From Forbes' announcement, here's some of what his amendment would require:

  • Strengthening the annual military power report on China. An amendment introduced by Forbes and adopted by the full Committee expands the requirement of the annual military power report on China to include an assessment on the nature of China’s cyber activities directed against the Department of Defense and related damage as well as China’s efforts, including technological transfer and espionage, to access DoD information.  The amendment also reestablishes the name of the report as the “Annual Report on Military Power of the People's Republic of China.” [Note: It was changed in the FY10 defense authorization bill to “Annual Report to Congress on Military Security Developments Involving the People's Republic of China," says Forbes spokesman Joe Hack.]

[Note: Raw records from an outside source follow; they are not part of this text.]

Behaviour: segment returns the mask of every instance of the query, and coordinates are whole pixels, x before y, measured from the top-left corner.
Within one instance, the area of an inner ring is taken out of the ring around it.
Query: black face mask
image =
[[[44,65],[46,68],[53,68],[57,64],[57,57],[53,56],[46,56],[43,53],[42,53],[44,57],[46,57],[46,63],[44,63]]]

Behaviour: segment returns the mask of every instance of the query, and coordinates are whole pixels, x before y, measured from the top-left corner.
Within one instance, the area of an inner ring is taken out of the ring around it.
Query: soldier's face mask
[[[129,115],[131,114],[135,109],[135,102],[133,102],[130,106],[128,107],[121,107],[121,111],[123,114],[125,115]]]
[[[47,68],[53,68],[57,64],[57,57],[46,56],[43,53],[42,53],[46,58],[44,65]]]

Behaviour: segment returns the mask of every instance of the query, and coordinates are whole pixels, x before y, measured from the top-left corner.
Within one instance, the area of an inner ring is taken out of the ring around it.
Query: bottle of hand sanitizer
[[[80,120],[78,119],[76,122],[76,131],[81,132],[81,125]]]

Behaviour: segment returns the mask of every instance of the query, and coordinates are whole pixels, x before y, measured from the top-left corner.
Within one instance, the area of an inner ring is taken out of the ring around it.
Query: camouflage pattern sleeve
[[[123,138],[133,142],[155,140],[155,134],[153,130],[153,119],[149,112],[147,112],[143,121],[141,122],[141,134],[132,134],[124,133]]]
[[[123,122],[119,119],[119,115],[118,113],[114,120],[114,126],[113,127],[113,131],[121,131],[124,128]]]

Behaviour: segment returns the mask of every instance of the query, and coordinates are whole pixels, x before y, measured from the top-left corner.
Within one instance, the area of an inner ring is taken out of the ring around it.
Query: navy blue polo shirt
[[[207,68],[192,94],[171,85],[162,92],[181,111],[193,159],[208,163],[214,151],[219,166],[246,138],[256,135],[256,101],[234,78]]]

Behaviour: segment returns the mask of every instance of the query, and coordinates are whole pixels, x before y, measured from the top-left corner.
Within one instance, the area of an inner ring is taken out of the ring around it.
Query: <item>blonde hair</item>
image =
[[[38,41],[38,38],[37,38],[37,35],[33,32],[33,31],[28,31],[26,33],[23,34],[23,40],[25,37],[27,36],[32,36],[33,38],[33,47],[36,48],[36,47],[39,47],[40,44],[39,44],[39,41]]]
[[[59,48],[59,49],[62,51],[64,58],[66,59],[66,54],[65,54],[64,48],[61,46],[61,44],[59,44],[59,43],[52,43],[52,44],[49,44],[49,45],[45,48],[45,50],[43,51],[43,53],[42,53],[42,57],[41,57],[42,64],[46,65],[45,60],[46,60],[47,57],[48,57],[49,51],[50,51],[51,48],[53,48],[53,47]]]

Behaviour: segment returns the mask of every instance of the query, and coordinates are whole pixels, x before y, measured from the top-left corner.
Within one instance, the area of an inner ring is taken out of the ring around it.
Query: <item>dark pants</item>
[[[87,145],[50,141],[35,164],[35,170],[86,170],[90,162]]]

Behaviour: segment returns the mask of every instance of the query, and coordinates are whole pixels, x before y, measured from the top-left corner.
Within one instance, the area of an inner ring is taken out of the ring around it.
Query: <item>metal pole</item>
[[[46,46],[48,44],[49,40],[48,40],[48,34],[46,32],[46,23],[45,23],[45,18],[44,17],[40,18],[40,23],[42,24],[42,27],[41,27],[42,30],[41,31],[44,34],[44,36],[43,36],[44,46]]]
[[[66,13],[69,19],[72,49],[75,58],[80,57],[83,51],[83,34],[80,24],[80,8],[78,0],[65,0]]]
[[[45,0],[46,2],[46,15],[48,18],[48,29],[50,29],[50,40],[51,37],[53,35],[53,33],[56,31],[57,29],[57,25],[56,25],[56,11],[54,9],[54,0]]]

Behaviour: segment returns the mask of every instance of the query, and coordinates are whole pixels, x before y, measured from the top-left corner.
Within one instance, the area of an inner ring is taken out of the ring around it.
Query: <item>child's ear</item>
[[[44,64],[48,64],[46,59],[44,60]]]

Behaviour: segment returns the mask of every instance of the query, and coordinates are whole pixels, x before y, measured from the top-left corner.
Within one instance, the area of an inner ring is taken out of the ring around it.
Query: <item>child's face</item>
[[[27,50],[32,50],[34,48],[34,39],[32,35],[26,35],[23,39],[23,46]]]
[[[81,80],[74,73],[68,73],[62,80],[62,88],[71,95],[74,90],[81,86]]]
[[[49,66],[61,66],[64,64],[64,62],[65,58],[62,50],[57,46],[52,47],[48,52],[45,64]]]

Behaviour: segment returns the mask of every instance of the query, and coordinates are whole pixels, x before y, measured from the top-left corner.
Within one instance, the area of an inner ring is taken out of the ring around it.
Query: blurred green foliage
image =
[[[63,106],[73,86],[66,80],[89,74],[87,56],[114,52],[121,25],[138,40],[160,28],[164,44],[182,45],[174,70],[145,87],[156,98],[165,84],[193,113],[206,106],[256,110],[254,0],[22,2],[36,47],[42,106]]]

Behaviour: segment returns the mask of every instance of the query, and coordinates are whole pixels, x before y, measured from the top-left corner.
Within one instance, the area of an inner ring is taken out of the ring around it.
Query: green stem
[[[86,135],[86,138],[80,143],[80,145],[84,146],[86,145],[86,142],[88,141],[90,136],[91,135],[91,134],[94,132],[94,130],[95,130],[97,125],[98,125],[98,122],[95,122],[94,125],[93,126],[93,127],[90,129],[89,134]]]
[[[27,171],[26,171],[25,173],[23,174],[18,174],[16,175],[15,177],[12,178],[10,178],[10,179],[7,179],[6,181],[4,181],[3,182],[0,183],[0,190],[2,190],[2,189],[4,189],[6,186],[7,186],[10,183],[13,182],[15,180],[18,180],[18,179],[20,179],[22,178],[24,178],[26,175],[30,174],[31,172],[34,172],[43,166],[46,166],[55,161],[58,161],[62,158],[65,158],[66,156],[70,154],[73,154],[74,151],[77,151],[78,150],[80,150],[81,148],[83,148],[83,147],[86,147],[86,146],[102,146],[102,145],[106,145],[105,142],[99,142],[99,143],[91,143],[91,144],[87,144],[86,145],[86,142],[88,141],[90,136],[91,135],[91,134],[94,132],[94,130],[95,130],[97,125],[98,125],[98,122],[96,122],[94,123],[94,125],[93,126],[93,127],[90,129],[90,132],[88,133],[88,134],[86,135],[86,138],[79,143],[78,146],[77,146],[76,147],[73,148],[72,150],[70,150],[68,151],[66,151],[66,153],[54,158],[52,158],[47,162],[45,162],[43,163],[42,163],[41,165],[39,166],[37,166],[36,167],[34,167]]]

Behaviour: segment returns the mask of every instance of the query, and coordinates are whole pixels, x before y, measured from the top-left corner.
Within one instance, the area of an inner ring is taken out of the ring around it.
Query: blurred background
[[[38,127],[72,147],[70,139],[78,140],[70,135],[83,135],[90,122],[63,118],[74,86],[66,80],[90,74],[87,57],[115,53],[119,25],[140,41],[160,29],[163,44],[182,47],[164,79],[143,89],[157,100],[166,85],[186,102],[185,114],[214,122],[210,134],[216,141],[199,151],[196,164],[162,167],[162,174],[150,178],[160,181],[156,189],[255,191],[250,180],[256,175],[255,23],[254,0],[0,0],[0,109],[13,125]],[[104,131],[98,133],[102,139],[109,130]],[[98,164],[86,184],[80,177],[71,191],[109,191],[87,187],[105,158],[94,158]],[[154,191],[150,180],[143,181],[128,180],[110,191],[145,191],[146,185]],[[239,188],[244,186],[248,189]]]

  • Requiring the Chairman of the Joint Chiefs of Staff to identify Pacific Command’s most critical needs. The bill requires the Chairman of the Joint Chiefs of Staff to submit to Congress, as part of the Chairman’s assessment of risks under the National Military Strategy, an assessment of the critical deficiencies and strengths in force capabilities (including manpower, logistics, intelligence, and mobility support) identified during the preparation and review of contingency plans of each geographic combatant commander and assess the impact on security objectives and strategic plans. The intent of the provision is to encourage a holistic approach in evaluating our global force structure and resources in light of China’s rapid military modernization and to ensure Congress is aware of the most critical needs of our combatant commanders in executing their mission.
  • Evaluating the United States’ industrial base to identify potential gaps that might affect military readiness. DoD relies on thousands of suppliers to ensure that it has the weapons, supporting equipment, and raw materials it needs to support current and future conflicts against conventional opponents. However, increasing globalization in the defense industry presents uncertainty in the U.S. forces’ ability to maintain a reliable and sufficient supplier base in the event of conflicts. The Committee notes that studies by the Government Accountability Office (GAO) have found that DoD lacks a framework and consistent approach for managing supplier base concerns such as counterfeit parts in the supply chain, and reliance on rare earth materials from the People’s Republic of China in military equipment and systems. As a result, the bill would require a specific assessment of the vulnerabilities posed to defense systems.
  • Reviewing and reporting on Iran’s and China’s conventional and anti-access capabilities. The bill would require the Secretary of Defense to submit to relevant congressional committees, a classified study, undertaken by an independent entity outside of DoD, assessing the gaps between conventional and anti-access capabilities of the Islamic Republic of Iran and the People’s Republic of China and the U.S. forces’ ability to overcome such capabilities.
  • Assessing national security implications of U.S. federal debt owned by China. The legislation requires the Director of the Congressional Budget Office to determine and make publicly available the amount of accrued interest on the U.S. Federal debt paid to the People’s Republic of China during the five years preceding enactment.  Additionally, this section requires the Secretary of Defense, in consultation with the Director of National Intelligence, to carry out an assessment of the impacts to U.S. national security posed by Chinese held U.S. debt.